Now the right hand limit of f(x):
$
   = \mathop {{\text{lim}}}\limits_{{\text{x}} \to {0^ + }} {\text{f}}\left( {\text{x}} \right) \\
   = \mathop {{\text{lim}}}\limits_{{\text{x}} \to {0^ + }} \left[ {{\text{ta}}{{\text{n}}^2}{\text{x}}} \right] \\
$

Now if the value of x is slightly greater than zero, i.e. it is positive. From the trigonometric table of tan function we can say that the value of tan function is slightly greater than zero, therefore the value of ${\text{ta}}{{\text{n}}^2}{\text{x}}$ is slightly greater than zero. Hence the greatest integer function value of${\text{ta}}{{\text{n}}^2}{\text{x}}$, i.e. $\left[ {{\text{ta}}{{\text{n}}^2}{\text{x}}} \right] = 0$.
$ \Rightarrow {\text{R}}{\text{.H}}{\text{.L: }}\mathop {{\text{lim}}}\limits_{{\text{x}} \to {0^ + }} \left[ {{\text{ta}}{{\text{n}}^2}{\text{x}}} \right] = 0$

When x = 0, from the trigonometric table of tan function we can say that the value of tan function is equal to zero, therefore the value of ${\text{ta}}{{\text{n}}^2}{\text{x}}$is equal to zero. Hence the greatest integer function value of${\text{ta}}{{\text{n}}^2}{\text{x}}$, i.e. $\left[ {{\text{ta}}{{\text{n}}^2}{\text{x}}} \right] = 0$.

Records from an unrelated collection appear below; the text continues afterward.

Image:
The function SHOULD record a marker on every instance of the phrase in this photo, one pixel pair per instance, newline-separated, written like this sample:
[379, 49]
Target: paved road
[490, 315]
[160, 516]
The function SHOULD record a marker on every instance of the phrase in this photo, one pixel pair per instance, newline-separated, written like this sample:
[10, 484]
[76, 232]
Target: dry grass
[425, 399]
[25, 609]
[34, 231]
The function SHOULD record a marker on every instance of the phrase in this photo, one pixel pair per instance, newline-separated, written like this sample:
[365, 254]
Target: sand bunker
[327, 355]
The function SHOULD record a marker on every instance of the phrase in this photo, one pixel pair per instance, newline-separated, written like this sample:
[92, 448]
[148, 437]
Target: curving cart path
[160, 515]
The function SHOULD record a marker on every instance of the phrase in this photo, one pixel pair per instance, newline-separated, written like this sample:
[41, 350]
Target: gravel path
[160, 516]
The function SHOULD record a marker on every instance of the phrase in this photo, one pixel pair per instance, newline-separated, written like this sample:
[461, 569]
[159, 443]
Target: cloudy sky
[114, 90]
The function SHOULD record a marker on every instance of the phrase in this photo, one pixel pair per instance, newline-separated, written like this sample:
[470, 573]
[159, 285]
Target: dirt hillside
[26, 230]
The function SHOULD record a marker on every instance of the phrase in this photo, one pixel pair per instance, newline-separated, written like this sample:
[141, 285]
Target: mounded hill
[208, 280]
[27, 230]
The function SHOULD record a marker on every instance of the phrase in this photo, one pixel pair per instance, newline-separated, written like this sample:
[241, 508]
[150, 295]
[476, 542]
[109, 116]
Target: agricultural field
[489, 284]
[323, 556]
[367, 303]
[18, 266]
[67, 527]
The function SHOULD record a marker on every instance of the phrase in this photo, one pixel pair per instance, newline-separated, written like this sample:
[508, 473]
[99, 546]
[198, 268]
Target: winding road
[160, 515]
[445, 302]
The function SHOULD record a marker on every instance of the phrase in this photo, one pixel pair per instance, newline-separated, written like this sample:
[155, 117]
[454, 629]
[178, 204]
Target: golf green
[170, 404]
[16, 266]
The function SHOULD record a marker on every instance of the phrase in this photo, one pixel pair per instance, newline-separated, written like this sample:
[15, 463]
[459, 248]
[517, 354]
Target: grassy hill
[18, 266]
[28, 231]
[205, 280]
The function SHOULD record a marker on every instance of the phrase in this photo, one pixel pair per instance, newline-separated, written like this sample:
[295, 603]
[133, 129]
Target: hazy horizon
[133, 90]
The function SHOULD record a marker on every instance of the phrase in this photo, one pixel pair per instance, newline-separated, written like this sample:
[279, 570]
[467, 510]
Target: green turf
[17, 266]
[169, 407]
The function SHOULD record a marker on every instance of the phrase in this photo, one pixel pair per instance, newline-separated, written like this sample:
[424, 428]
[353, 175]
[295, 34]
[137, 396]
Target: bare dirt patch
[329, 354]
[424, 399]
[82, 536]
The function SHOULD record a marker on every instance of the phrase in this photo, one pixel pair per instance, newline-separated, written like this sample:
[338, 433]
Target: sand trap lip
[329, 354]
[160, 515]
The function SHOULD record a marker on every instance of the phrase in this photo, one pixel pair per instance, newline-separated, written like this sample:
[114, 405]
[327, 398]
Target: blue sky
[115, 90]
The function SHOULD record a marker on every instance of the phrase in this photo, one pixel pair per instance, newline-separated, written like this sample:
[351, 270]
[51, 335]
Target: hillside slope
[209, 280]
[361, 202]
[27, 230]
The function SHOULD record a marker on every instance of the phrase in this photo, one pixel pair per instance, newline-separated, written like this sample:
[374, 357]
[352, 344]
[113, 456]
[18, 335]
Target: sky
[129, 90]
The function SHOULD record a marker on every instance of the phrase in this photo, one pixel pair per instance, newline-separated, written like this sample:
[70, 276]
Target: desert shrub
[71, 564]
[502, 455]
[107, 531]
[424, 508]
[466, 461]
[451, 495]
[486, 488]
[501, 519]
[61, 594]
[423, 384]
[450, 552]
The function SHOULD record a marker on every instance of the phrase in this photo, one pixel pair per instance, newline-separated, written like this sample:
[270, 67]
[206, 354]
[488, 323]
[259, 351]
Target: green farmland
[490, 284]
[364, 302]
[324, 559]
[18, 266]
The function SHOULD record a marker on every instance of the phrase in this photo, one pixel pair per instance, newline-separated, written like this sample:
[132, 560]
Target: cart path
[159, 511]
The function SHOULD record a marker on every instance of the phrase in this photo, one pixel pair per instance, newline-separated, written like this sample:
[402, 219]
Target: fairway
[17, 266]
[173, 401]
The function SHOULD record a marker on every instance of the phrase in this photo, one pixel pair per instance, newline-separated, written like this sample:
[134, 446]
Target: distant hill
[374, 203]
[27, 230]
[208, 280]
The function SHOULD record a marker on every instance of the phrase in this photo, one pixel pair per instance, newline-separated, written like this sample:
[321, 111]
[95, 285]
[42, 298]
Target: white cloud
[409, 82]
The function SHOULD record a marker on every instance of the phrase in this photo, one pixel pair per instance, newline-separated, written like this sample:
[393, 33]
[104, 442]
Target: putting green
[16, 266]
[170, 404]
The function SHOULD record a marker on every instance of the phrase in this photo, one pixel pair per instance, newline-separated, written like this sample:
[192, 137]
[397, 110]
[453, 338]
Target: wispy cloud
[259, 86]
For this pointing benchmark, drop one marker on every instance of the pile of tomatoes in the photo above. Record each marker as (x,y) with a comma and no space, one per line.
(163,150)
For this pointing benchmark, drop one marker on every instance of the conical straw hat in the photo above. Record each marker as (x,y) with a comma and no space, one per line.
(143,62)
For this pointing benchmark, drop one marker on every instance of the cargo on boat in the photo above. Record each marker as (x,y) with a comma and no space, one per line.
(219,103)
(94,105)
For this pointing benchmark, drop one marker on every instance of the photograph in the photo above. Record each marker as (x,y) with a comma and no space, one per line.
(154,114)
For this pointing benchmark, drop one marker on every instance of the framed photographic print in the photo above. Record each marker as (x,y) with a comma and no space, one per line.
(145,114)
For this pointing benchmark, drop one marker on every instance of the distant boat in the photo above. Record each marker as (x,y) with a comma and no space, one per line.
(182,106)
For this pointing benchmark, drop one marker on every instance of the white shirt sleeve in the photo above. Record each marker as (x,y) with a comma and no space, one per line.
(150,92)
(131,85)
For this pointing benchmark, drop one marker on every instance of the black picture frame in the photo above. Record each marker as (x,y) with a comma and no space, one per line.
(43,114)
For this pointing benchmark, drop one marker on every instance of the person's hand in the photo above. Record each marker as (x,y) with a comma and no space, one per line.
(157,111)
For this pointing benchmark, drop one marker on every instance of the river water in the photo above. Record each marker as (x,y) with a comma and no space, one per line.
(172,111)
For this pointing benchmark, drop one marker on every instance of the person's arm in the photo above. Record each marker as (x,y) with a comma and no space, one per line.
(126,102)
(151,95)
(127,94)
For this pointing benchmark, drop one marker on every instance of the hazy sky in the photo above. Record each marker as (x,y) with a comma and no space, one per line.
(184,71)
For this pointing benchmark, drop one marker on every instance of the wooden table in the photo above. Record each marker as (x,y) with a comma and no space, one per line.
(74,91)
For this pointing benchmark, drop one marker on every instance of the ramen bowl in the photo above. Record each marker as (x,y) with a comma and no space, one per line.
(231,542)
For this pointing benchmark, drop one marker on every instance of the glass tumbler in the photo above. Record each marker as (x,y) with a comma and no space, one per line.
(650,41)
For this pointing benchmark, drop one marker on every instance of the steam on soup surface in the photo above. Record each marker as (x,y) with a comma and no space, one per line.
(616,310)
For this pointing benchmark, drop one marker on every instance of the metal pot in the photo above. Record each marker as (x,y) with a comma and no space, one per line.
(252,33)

Therefore, L.H.L of f(x) = R.H.L of f(x) = f(x = 0)
Hence we can say that the function f(x) is continuous at x = 0
Option B is the correct answer.

Note In order to solve this type of question the key is to have good knowledge in the concepts of functions.
A greatest integer function is represented by [a] which gives us the value of the real number ‘a’ which is rounded off to the nearest integer of a.
Continuity function does not have any abrupt changes in its value. It can be proved by checking the value of the function when the limit is slightly less than zero, slightly greater than zero and equal to zero. They have to give the same answer.
Every differentiable function is continuous but every continuous function need not be differentiable.